TREES AND SHRUBS:
HYBRID BUDDLEIAS.

Van de Weyer W. (1920)

The Gardeners' Chronicle. ser.3, 68: pp181.

During several years prior to the war I tried to persuade Buddleia variabilis magnifica and B. globosa to flower simultaneously, so that I might cross them, but in this effort I was unsuccessful. I rejoined the Army at the beginning of the war, but on one occasion, while on week-end leave, I found, to my great delight, two ball-shaped heads of flowers on B. globosa. One of these heads of flowers I crossed with B. v. magnifica and the other with B. madagascariensis. The resulting seeds were collected and sown and I saw the plants therefrom in flower while on leave from France. They all produced spikes of ball-like heads of bloom, coloured greyish white, tinted with violet. With one exception, all the flowers were fertile, and this exception was very much like the one shown by me at the Royal Horticultural Society's meeting of September 21. There was also one seedling which gave spikes of ball-like heads of yellowish-white, which produced very little seed. All the seedlings were autumn-flowering and bloomed later than B. v. magnifica ; their foliage was very like that of B. v. magnifica, but the seed pods and seeds were like those of B. globosa. All the flowers were fragrant.

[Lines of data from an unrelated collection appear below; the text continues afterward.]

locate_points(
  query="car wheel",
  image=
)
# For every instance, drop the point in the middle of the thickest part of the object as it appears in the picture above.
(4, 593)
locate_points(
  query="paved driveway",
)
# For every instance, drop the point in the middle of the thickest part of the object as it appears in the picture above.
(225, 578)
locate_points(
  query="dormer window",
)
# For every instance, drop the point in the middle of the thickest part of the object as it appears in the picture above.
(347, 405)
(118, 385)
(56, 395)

Seeds were collected from a greyish-white, violet-tinted seedling and sown. Among the resulting seedlings was the one shown on September 21, with buff-coloured flowers and named Golden Glow (see Fig. 85). There were others with grey flowers, violet flowers and yellowish flowers, borne on spikes, in ball-like clusters. But the majority of the seedlings had spikes like an inferior B. v. magnifica, the only difference being that some of them faded off to yellow, instead of to brown, as in the case of B. v. magnifica. The seedlings which approximated to the B. v. magnifica type were almost, infertile, and some quite so. The few that produced seeds had pods one-third the length of those of B. v. magnifica, and the seeds had short, instead of long, wings. The yellowish-flowered variety of this generation is not very fertile and examples like the one exhibited are quite infertile. The blue-ball forms are moderately fertile, and the greyish-ball forms quite fertile. All the ball-flowered varieties have pods and seeds like those of B. globosa. All seedlings of this second generation are autumn-flowering, fragrant, and have leaves like those of B. v. magnifica. I have seedlings from the yellow, blue, grey and magnifica-like forms, in the second generation, but these have not yet flowered.

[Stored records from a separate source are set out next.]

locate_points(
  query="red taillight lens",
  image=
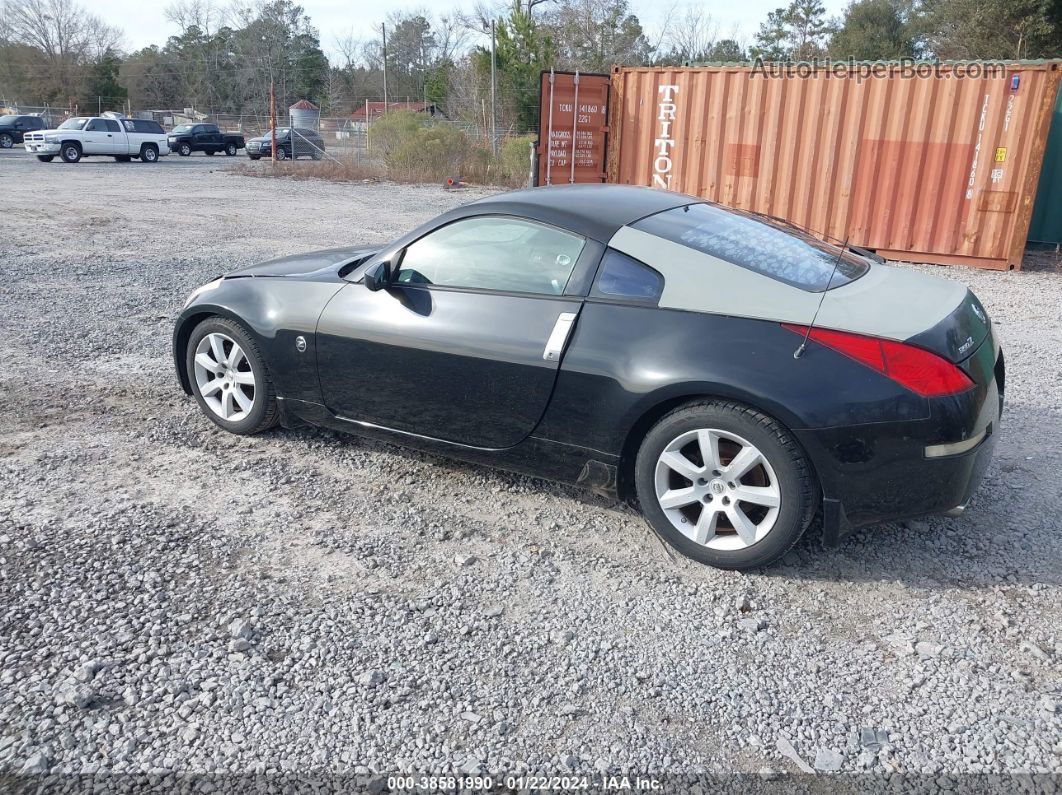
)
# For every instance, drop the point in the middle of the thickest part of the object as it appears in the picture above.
(917, 369)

The cross between B. globosa and B. madagascariensis produced seedlings with spikes of orange-coloured balls, larger than those of B. globosa; they flowered earlier than the last named species and were scentless and infertile, except one, which gave two seed pods this year, and I have three seedlings just up. The seeds were like those of B. madagascariensis. All the seedlings from this cross have leaves of the B. madagascariensis type.

For horticultural purposes, I suggest the name of Buddleia Weyeriana for the hybrid between B. globosa and B. v. magnifica. One very interesting and, to me, curious point about this cross is the loss of colour in the first generation. I would have thought that a violet-flowered species crossed with a yellow-flowered one would have resulted in highly coloured progeny.

W. van de Weyer, Smedmore House, Corfe Castle, Dorset.